The suburbs were deserted, for the earthquake had surprised all Lisbon in a pack, crowded within its churches, or in its central streets and squares. Yet the emptiness of what should have been the thoroughfares astonished them scarcely less than did the piles of masonry, breast-high in places, over which they picked their way in the uncanny twilight. They had scarcely passed beyond the glare of the burning houses when Langton stumbled over a corpse—the first they encountered. He drew Ruth aside from it, entreating her in a low voice to walk warily. But she had seen.
“We shall see many before we reach the Cathedral,” she said quietly.
They stumbled on, meeting with few living creatures; and these few asked them no questions, but went by, stumbling, with hands groping, as though they moved in a dream. A voice wailed “Jesus! Jesus!” and the cry, issuing Heaven knew whence, shook Ruth’s nerve for a moment.

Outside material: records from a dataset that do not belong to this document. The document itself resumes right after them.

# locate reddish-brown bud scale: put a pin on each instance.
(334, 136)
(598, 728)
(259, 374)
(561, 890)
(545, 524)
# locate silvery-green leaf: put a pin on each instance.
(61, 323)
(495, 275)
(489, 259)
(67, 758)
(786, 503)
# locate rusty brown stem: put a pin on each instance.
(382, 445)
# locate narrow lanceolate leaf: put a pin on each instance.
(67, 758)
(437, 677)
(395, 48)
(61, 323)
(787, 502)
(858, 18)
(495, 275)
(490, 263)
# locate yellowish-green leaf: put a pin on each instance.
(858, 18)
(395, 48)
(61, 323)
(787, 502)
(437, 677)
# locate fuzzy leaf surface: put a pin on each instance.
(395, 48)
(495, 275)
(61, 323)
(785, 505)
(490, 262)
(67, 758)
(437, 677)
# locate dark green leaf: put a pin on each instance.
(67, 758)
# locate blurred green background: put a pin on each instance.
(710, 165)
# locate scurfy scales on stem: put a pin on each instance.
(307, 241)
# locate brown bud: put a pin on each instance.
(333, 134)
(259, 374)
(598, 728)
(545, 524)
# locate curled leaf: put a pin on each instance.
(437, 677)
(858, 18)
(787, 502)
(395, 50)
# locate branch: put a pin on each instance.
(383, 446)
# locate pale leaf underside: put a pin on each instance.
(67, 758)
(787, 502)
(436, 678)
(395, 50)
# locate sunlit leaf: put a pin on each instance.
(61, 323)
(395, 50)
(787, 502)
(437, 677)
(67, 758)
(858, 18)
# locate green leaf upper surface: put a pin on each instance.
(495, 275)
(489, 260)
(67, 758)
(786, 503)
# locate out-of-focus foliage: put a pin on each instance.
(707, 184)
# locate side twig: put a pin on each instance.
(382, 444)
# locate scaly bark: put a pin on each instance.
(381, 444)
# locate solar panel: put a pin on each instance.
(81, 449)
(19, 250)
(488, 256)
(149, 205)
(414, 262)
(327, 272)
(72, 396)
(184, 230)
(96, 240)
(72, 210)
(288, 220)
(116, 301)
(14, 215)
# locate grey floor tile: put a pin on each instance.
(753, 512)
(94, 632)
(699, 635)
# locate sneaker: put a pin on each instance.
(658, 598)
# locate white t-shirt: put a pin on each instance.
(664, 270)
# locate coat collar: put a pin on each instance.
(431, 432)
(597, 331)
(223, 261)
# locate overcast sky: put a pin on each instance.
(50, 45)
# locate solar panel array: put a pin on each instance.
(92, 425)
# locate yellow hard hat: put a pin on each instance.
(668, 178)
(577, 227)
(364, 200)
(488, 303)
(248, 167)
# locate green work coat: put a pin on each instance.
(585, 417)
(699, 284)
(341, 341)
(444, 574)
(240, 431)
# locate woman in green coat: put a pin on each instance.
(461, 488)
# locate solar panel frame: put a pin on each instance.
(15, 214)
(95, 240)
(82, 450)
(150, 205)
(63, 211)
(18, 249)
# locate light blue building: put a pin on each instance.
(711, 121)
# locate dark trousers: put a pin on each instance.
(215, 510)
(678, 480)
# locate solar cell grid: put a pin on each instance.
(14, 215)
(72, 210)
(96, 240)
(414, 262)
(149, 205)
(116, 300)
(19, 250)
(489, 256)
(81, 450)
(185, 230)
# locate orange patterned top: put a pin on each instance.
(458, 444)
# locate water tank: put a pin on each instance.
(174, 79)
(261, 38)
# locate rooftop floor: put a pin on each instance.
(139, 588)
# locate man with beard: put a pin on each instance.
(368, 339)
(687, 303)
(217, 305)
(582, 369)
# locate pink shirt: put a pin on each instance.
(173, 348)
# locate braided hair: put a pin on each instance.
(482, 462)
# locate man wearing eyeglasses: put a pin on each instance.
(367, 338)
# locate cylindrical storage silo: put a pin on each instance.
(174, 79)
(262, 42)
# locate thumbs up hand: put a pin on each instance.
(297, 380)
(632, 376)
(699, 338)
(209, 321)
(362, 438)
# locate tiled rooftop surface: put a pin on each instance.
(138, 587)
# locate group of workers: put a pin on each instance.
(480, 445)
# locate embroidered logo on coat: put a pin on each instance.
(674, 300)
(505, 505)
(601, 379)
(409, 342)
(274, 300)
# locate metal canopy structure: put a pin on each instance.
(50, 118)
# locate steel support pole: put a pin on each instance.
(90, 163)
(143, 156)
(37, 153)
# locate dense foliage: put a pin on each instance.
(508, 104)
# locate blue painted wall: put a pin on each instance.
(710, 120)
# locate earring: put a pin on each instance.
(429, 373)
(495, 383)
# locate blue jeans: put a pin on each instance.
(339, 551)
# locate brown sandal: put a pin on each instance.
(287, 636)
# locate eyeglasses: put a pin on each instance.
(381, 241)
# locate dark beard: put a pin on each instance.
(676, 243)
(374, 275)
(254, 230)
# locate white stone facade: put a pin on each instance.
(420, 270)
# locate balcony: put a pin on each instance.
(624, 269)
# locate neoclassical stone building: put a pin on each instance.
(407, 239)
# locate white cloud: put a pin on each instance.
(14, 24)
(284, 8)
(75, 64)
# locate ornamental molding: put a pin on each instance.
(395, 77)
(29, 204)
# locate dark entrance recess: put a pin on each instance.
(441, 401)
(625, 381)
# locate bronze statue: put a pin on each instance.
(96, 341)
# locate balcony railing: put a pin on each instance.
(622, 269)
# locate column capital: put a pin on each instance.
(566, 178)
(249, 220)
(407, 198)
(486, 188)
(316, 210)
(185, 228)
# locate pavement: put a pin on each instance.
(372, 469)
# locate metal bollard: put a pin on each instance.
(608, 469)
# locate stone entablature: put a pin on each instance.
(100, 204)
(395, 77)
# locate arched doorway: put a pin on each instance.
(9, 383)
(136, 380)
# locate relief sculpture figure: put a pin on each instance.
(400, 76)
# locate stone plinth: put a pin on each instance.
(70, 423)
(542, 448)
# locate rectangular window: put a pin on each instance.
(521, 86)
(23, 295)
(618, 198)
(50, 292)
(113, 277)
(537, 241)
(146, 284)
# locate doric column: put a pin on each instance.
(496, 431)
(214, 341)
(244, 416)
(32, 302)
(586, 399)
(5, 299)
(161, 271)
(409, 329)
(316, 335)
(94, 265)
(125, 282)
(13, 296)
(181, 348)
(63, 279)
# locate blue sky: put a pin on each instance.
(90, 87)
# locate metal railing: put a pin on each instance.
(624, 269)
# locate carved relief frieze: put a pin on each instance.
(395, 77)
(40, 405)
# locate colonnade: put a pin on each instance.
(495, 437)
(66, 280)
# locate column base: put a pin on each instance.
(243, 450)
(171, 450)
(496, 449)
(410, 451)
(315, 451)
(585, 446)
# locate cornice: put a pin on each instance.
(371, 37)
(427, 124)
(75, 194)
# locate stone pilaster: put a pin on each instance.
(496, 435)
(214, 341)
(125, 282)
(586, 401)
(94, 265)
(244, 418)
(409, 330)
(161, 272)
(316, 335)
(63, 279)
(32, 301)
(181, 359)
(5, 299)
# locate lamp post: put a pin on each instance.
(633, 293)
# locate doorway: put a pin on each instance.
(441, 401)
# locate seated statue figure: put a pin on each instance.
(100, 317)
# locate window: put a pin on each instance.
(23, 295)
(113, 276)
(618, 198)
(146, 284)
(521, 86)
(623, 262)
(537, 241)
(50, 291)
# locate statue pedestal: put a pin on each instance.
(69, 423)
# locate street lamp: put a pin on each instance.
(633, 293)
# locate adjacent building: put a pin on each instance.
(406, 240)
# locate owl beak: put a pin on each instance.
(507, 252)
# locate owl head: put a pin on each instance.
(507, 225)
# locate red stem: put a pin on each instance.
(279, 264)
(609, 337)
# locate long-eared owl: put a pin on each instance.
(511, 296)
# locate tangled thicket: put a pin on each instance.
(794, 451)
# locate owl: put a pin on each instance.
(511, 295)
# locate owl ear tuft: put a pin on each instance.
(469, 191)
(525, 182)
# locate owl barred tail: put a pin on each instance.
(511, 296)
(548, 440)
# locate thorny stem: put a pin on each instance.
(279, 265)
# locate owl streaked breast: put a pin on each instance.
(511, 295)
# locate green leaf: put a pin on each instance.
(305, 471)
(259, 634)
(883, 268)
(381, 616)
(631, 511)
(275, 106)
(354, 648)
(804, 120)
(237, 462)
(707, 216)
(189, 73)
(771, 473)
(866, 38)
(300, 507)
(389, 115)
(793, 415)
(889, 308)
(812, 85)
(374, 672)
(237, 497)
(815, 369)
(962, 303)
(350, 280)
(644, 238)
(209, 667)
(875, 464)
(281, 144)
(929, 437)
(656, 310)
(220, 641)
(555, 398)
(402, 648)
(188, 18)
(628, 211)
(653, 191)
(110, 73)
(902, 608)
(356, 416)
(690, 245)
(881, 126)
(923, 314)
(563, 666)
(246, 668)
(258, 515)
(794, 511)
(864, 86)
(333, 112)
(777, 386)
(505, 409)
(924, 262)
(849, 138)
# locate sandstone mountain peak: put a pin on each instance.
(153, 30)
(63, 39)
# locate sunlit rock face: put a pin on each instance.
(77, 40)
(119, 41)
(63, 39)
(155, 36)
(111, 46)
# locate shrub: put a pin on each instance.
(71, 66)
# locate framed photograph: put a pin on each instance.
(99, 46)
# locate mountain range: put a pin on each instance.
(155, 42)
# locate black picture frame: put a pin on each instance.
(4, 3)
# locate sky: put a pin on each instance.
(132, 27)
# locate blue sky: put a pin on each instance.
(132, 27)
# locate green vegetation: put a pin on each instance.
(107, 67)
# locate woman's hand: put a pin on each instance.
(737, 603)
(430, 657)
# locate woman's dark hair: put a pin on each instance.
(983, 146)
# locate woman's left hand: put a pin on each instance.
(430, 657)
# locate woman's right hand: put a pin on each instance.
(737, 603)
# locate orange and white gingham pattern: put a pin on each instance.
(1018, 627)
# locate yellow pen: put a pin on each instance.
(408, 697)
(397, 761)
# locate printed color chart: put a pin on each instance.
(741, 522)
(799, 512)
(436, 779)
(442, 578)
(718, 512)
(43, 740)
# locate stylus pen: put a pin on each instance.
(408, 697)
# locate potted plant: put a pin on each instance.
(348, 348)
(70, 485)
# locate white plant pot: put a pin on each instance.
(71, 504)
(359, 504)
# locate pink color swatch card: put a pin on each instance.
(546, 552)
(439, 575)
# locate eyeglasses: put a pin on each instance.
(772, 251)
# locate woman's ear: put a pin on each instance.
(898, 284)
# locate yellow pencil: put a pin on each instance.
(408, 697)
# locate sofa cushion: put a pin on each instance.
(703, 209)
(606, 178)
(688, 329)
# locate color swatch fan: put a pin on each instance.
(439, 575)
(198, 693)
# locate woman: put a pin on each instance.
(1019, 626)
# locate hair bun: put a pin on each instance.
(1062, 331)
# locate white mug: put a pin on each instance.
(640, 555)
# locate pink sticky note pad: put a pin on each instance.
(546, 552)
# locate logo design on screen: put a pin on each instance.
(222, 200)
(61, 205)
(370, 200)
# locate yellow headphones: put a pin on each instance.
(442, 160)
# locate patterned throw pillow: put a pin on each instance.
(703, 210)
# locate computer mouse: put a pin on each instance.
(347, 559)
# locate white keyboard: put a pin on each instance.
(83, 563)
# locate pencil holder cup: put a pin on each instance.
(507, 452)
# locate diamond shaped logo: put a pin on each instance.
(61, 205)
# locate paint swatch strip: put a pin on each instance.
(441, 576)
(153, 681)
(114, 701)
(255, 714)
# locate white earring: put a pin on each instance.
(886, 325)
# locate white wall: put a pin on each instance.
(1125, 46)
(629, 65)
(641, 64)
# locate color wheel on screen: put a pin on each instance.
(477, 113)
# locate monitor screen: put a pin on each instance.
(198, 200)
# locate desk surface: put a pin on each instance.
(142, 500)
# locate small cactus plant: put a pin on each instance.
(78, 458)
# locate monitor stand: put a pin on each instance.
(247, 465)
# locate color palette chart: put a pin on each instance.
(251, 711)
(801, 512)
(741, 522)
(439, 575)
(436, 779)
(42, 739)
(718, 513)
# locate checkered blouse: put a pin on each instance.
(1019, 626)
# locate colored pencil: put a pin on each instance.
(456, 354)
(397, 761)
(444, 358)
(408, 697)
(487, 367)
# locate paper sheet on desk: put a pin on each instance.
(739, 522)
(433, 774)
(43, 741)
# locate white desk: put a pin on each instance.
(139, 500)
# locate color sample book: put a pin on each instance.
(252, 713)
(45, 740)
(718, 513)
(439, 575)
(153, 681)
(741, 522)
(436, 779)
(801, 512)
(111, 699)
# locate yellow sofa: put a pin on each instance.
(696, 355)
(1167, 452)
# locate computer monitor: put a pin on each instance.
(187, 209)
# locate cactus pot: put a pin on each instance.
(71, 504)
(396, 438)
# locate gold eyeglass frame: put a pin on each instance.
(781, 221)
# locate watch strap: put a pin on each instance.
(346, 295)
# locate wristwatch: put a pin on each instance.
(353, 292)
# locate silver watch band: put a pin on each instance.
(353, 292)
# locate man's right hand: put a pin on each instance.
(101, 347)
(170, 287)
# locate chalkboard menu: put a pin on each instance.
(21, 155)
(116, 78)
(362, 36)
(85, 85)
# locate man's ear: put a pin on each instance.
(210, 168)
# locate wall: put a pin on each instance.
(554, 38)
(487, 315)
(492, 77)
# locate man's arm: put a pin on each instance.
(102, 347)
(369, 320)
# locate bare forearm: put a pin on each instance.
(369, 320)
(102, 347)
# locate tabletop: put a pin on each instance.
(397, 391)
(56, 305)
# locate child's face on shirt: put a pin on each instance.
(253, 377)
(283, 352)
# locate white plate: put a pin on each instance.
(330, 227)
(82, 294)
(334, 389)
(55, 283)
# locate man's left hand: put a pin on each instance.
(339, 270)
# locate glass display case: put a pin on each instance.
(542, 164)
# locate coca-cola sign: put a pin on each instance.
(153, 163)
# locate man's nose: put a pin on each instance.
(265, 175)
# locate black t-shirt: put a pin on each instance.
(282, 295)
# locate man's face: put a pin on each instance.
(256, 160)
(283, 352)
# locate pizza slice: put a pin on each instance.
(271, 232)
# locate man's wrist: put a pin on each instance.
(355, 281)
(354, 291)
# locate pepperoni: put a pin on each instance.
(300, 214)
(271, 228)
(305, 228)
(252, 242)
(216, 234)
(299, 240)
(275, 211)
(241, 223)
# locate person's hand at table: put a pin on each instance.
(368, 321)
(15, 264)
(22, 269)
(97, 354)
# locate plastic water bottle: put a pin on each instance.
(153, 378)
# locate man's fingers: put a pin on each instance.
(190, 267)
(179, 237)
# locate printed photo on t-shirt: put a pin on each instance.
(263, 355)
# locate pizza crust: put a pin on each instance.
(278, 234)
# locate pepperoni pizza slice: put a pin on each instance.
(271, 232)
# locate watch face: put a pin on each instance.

Once Langton plucked her by the arm and pointed to some men with torches moving among the ruins. She supposed that they were seeking for the dead; but they were, in fact, incendiaries, already at work and in search of loot.
She passed three or four of these blazing houses, some kindled no doubt by incendiaries, but others by natural consequences of the earthquake; for the kitchens, heated for the great feast, had communicated their fires to the falling timberwork on which the houses were framed; and by this time the city was on fire in at least thirty different places. The scorched smell mingled everywhere with an odour of sulphur.
There were rents in the streets, too—chasms, half-filled with rubble, reaching right across the roadway. After being snatched back by Langton from the brink of one of these chasms, Ruth steeled her heart to be thankful when a burning house shed light for her footsteps. At the houses themselves, after an upward glance or two, she dared not look again. They leaned this way and that, the fronts of some thrust outward at an angle to forbid any but the foolhardiest from passing underneath.
But, indeed, they had little time to look aloft as they penetrated to streets littered, where the procession had passed, with wrecked chaises, dead mules, human bodies half-buried and half-burnt, charred limbs protruding awkwardly from heaps of stones. Here, by ones and twos, pedestrians tottered past, crying that the world was at an end; here, on a heap where, belike, his shop had stood, a man knelt praying aloud; here a couple of enemies met by chance, seeking their dead, and embraced, beseeching forgiveness for injuries past. These sights went by Ruth as in a dream; and as in a dream she heard the topple and crack of masonry to right and left. Langton guided her; and haggard, perspiring, they bent their heads to the strange wind now howling down the street as through a funnel, and foot by foot battled their way.